In a minor story this week, Speaker John Boehner rejected CSPAN’s request to install robotic cameras in the House of Representatives. In doing so, Boehner follows in the footsteps of previous Speakers – and makes the right decision.
CSPAN wanted the cameras to spice up their coverage of the US House – capturing wide shots of the arena and getting reaction shots from Members of Congress who aren’t speaking at a certain time.

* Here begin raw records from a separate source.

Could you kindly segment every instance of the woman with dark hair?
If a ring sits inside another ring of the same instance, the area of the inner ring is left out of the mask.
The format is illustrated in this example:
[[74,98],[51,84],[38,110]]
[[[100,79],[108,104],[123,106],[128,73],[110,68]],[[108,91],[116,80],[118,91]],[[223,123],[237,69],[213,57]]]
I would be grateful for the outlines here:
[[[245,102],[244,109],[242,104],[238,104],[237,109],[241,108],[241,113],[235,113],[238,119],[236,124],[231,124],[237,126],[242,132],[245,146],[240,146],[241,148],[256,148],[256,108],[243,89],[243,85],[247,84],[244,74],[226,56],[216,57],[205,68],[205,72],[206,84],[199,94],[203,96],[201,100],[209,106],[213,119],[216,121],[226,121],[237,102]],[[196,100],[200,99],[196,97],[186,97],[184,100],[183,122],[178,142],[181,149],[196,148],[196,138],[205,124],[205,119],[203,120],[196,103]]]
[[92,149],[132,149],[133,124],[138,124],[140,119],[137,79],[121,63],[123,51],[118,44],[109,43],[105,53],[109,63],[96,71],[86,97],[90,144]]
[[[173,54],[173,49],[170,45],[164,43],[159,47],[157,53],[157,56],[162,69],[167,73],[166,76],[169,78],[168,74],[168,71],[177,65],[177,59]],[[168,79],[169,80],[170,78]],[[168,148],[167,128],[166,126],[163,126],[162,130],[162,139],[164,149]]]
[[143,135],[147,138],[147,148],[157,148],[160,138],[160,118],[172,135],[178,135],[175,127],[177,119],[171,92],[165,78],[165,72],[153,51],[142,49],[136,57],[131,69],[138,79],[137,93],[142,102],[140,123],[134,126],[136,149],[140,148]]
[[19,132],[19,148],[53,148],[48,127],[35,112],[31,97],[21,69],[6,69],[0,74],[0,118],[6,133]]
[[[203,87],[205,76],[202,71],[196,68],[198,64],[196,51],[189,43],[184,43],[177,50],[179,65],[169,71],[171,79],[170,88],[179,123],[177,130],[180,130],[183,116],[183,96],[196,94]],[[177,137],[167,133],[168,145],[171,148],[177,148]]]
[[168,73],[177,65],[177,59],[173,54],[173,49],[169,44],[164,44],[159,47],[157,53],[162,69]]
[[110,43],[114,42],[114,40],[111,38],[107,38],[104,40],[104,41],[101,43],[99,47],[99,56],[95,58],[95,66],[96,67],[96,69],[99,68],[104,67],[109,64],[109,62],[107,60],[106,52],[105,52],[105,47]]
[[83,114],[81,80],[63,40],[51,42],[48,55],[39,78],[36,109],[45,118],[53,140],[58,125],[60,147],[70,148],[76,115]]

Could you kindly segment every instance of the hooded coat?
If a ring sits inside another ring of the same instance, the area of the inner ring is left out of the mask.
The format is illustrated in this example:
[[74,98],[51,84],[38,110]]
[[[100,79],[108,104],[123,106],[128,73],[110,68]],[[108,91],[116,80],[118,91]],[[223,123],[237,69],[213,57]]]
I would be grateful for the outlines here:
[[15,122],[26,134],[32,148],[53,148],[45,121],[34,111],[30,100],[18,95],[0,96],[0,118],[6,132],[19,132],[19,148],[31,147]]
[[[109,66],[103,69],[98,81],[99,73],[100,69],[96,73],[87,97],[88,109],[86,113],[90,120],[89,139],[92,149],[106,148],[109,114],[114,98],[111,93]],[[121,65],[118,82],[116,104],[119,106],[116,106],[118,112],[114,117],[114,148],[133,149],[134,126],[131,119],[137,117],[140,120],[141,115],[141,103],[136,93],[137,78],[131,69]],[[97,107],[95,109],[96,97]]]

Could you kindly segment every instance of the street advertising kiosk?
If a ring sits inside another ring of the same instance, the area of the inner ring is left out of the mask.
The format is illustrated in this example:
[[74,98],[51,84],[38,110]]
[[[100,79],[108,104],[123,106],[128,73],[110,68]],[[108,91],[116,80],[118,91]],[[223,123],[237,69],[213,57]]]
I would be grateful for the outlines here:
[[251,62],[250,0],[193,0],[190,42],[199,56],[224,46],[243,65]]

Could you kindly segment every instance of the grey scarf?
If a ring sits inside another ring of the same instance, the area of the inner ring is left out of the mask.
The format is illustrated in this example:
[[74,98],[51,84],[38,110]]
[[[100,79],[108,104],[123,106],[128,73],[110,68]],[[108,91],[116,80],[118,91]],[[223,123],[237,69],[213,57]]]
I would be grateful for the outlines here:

If you want an example of what such a broadcast might look like, the Super Bowl kicks off in a few hours. If Aaron Rodgers or Ben Roethlisberger throws an interception, Fox’s cameras will capture them on the sideline, shaking their heads or talking to coaches. If a kicker – whatever their names are – misses a field goal, you’ll see the typical lingering shot of them staring at the goalposts and shaking their heads, followed (or preceded) by a shot of the coach looking at the kick, preparing to raise his arms before dejectedly slumping his shoulders. When a defensive player blows a coverage, you’ll see his coach glaring at him from the sideline.
Fox isn’t just broadcasting the game, they are telling a story. It’s one reason why sports is interesting to watch, and CSPAN wants to do the same.
But if CSPAN is telling a story about Congressional debate, who gets to write it? And why stop at jumping around during floor debates? Why not give individual Representative theme music and bring in Jim Ross and Jerry “The King” Lawler to add commentary, WWE style?
The extra cameras that Boehner rejected would have allowed CSPAN to create their own filter of the coverage, instead of simply showing the debate. Yes, it’s dull, but CSPAN isn’t supposed to be engaging all the time – it’s supposed to be a stream of raw information.